Facendo un po’ di politologia spicciola, si può dire – si sente dire sempre più spesso, in realtà – che il centrodestra in queste elezioni ha il ruolo di king maker: cosa vuol dire? Che la delegazione dei vari partiti costituisce il gruppo numericamente superiore in Parlamento e che, volenti o nolenti, tutti dovranno fare i conti col centrodestra per eleggere il Presidente, visto che i loro voti sono imprescindibili.
Da un conteggio rapido questa analisi è anche vera: i delegati del Centrodestra sono 452, di cui 210 della Lega, 133 di Forza Italia, 63 di Fratelli d’Italia, 31 di Coraggio Italia, 5 dell’Unione di Centro, 3 di Noi con l’Italia, 2 del Partito Sardo d’Azione (federato nella Lega alle politiche del 2018 in un’alleanza confermata anche in Regione per portare Solinas alla Presidenza), Nello Musumeci per #DiventeràBellissima e altri 4 dai vari gruppi misti. Una delegazione non di poco conto, considerando che la maggioranza dal quarto scrutinio scende a 505. Mancano, per cui, 53 voti al centrodestra per eleggere il Presidente della Repubblica.
Eppure. Innanzitutto, il centrodestra ha annunciato pubblicamente di sostenere Silvio Berlusconi per la campagna del Quirinale, dicendo di aspettare che il Cavaliere sciolga la riserva. Riserva che non sta venendo sciolta, perché sembra che quei 53 voti in più non si trovino con il suo nome. Motivo per cui Matteo Salvini è ripartito alla carica, cercando intese con Renzi e con il Movimento 5 Stelle per arrivare al numero magico. Anche la Meloni si sta pian piano smarcando da Berlusconi, anche se nelle ultime dichiarazioni sembrerebbe che si aspetti comunque un’eventuale resa di Berlusconi.
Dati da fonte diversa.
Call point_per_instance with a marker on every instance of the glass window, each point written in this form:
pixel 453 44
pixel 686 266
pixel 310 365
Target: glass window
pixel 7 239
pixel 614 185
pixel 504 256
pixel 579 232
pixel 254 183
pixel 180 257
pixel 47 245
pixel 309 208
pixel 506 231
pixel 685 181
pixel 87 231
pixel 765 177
L’ansia per la bandiera bianca del leader di Forza Italia manifesta più di un problema interno alla coalizione: se fosse stato il vero candidato, tutti si sarebbero mossi per cercare i voti sufficienti, invece di procedere a immaginare piani B e C. Inoltre, nel momento in cui Berlusconi dovesse decidere di proseguire si andrebbe indubbiamente a un ko tecnico del Centrodestra, con Lega e FdI impegnati a votare un candidato al quale mancherebbero i 133 voti di FI. Se proprio si aveva così tanta paura delle concrete possibilità avute da Berlusconi, il Centrodestra avrebbe dovuto non dichiarare il nome ma dire di avere una personalità importante interna al proprio campo d’azione. Così poi, in assenza di numeri, non ci si sarebbe giocati la faccia e si sarebbe potuta avanzare una nuova candidatura.
Invece sembra quasi che il sogno più recondito dei leader del centrodestra sia sostanzialmente quello di ammazzarsi vicendevolmente: Salvini vuole far fuori Berlusconi per accaparrarsi quei voti che confermerebbero lo spostamento verso il centro della Lega, la Meloni vuole far fuori Salvini per diventare definitivamente la leader del Centrodestra, Berlusconi vuole dimostrare di essere ancora lui il “capo” e di saper giocare meglio degli altri le sue carte.
Ecco allora che la narrazione del centrodestra king maker cessa di esistere, perché è molto probabile che alla fine ogni partito vada a convergere su altre candidature, lasciando il campo – ancora una volta – alla sinistra o a Renzi, che rischia (lui sì) di essere di nuovo l’artefice dell’elezione del Presidente, dopo aver vinto la partita del 2015 con Mattarella.
A meno che il centrodestra non riesca, compattamente e scendendo a patti veramente con chiunque, a eleggere Berlusconi, la coalizione stessa di Centrodestra è morta. Nemmeno un passo indietro dello stesso forzista basterebbe a salvarla, perché sarebbe a tutti gli effetti una resa, la dimostrazione dell’incapacità di tutti i partiti di muoversi all’interno delle dinamiche di Palazzo, dove non contano i voti ma l’intelligenza politica. Quella che poteva – e doveva – essere una cavalcata trionfale rischia concretamente di diventare una Waterloo, indicando magari Draghi insieme al centrosinistra nella vana speranza di tornare al voto.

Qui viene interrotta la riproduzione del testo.